There are some spoilers in this review.
After chatting with Soule, it came as no surprise to me that Palpatine appeared in this issue and, to be quite frank, it was a perfect fit. With the ten year jump between Episodes I and II, we missed a lot of the character relationship development between not only Anakin and Obi-Wan but also between Anakin and Palpatine. My hunch is that by the time this book ends, we’ll have a much firmer grasp on why Anakin was so easily swayed by Palpatine in the latter parts of the trilogy.

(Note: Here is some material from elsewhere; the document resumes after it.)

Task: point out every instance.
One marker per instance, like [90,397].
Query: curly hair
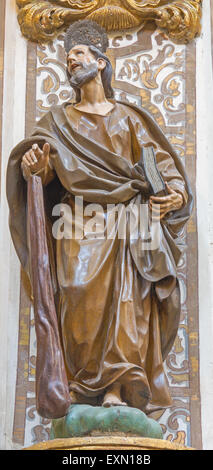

There’s also a great little character moment with Anakin back at the temple where he overhears two fellow padawans refer to him as a slave (although they mean to his emotions) and he flies off the handle. It’s a great bridge between the young kid on Tatooine and the angry teenager on Coruscant.
Soule weaves two storylines together from the past and the present. Obi-Wan and Anakin are on a mission responding to a distress call from the dead planet of Carnelion IV while in the past, they are at the Jedi Temple. It’s a nice way to get the best of both worlds.
On art front, Checchetto does many of the same good things that he did with Shattered Empire. Andres Mossa provides a rather pretty almost muted palette for the colors which really shines on the planet. Thankfully, Checchetto seems to have decided that Obi-Wan has yet to stumble into the Jedi mullet so we’re saved that particular stylish maneuver.
Obi-Wan and Anakin #1 gets a strong recommendation from me for fans of the Prequels and also for those who want to try and understand Anakin a little bit better.
Just the artwork would make this a worthy purchase but I bought it for the story, too. I have lots of now-non-canon prequel era books about the adventures of these two. They are well-written and give plausible insight to the evolution of the relationship between Obi-Wan and Anakin.